The ICE U.S. Dollar Index, which measures the currency against a basket of six major rivals, has declined by 2.4% year-to-date. On the other hand, the most-active gold futures have gained 7.6% so far this year, according to FactSet data.
Hayes notes that the U.S. dollar index has recently fallen below its 50-day moving average, while gold futures have risen above their averages over the 50-day stretch. This is significant because in January, gold experienced what technicians refer to as a “golden cross,” where its 50-day moving average rose above the index’s 200-day moving average. In contrast, the U.S. dollar saw a “death cross.”
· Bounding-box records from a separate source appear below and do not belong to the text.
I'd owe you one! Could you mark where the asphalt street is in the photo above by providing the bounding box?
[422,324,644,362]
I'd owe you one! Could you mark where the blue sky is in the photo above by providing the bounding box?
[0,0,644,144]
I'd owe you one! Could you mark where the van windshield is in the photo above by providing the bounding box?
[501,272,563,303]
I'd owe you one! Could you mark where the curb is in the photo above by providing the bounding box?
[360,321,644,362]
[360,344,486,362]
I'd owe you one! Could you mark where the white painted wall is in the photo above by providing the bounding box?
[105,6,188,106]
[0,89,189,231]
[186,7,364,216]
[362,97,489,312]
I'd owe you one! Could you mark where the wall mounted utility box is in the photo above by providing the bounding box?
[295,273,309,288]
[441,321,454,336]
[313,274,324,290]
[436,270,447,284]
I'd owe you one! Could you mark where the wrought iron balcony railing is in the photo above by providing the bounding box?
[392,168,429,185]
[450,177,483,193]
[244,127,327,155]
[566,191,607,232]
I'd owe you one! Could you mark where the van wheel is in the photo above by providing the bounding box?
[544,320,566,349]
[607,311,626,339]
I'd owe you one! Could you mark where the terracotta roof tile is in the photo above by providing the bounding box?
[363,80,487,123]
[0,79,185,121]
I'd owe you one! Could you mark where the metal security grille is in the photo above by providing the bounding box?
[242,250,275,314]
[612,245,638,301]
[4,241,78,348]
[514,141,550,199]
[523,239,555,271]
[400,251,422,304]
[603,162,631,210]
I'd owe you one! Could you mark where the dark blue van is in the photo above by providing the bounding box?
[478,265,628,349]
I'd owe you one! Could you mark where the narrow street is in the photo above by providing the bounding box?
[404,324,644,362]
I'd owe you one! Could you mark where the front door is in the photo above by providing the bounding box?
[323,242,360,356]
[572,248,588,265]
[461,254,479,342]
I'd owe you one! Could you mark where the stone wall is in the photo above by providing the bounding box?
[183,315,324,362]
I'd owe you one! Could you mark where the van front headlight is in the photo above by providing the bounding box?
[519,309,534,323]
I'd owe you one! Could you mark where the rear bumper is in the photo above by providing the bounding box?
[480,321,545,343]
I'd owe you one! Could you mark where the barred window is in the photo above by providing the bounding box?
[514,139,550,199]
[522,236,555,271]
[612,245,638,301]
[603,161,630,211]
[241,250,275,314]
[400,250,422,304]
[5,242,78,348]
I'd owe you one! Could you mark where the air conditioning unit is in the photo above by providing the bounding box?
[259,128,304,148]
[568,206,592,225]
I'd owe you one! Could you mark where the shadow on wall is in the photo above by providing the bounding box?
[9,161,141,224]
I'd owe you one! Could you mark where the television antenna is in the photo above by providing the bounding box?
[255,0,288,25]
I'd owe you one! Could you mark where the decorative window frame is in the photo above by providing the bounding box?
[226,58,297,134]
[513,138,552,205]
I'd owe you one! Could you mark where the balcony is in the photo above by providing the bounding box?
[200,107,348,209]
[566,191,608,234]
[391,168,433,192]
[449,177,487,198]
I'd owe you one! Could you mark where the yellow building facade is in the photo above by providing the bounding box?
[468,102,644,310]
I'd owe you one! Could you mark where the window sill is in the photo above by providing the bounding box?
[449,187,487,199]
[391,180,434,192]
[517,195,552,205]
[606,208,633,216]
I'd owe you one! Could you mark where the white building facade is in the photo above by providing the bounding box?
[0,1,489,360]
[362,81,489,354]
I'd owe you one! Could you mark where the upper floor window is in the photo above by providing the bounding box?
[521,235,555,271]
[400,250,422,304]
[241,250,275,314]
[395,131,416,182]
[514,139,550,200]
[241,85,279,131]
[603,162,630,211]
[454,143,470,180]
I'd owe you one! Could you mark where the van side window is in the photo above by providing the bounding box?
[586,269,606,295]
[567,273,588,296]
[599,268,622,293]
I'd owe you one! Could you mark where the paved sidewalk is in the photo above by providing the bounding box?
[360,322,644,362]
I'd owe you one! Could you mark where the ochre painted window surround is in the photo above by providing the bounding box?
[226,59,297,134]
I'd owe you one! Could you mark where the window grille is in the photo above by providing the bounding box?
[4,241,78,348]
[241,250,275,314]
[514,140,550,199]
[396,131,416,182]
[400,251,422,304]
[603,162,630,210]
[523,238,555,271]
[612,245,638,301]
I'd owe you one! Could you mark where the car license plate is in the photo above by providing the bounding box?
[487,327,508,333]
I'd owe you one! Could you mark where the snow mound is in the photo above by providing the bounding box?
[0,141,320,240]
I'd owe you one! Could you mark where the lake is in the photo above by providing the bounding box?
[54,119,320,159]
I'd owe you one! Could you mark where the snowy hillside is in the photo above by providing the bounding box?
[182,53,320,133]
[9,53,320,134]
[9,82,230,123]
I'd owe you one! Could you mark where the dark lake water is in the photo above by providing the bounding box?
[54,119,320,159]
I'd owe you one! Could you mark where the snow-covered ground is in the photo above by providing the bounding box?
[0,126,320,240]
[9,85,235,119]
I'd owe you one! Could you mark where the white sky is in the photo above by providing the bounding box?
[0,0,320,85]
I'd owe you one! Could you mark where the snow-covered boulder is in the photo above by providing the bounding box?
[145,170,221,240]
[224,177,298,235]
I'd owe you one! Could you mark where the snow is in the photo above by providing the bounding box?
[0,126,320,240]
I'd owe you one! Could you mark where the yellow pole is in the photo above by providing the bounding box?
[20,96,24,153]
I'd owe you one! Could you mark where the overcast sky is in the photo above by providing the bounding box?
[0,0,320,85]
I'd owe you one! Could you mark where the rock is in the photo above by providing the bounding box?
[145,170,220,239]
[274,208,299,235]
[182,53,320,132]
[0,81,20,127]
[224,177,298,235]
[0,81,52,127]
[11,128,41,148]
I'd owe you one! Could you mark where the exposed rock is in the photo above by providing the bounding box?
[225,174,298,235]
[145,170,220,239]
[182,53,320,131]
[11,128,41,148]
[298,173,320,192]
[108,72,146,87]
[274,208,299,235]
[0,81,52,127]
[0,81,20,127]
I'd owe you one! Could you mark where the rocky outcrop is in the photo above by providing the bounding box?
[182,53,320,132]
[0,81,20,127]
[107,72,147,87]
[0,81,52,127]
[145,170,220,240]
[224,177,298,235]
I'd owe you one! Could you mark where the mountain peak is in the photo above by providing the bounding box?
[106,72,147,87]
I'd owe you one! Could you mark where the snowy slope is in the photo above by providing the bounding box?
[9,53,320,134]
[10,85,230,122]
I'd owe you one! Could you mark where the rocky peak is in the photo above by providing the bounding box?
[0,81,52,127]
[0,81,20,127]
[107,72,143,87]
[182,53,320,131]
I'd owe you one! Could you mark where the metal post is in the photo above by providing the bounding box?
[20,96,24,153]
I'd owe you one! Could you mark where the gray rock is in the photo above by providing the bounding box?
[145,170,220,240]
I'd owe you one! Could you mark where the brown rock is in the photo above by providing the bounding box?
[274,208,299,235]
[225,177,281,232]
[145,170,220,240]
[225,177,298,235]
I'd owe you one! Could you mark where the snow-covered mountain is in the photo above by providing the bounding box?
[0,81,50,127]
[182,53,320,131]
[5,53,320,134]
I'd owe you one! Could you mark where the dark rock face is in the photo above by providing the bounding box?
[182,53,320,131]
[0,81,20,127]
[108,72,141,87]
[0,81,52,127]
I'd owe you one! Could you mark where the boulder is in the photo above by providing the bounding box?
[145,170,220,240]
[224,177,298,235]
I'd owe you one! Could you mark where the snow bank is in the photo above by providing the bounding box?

The 50-day moving average is a representation of an asset’s short-term price trend, while the 200-day average measures the long-term trend. A golden cross is generally seen as a bullish signal, indicating a strengthening uptrend. Conversely, when the 50-day average crosses below the 200-day average, it is known as a death cross.
This development suggests that gold’s price may continue to rise, while the U.S. dollar could face further declines.
Read: U.S. Dollar Could Soon Wipe Out All of Its Post-Pandemic Gains, Soc Gen Strategist Warns
Dollar Weakens, Gold Gains: Ned Davis’s Composites Signal Buying Opportunity
Ned Davis’s short-term technical composites are currently indicating a buy signal for gold and a sell signal for the dollar, as per analyst Hayes.
Hayes suggests that if the markets have already factored in a worse economic scenario than what is actually visible, then it is relevant to consider the historical performance during periods without a global slowdown.
According to Hayes, when a global slowdown has been absent, the dollar has declined at an annual rate of -1%, while gold has gained an impressive 10% per annum. These figures were observed for more than half of their respective historical periods.
Furthermore, in a soft landing scenario, bond yields tend to trade sideways or decrease.
A soft landing scenario refers to a situation where the US experiences a decrease in inflation without entering into a recession.
According to Hayes, the dollar weakens when the difference between the yield on the US 10-year Treasury note (TMUBMUSD10Y, 3.831%) and the yield on non-US 10-year government debt narrows. Conversely, declining Treasury yields would benefit gold, says Hayes.
As of Friday, the yield on the 10-year Treasury note dipped 2.2 basis points to 3.829%, according to data.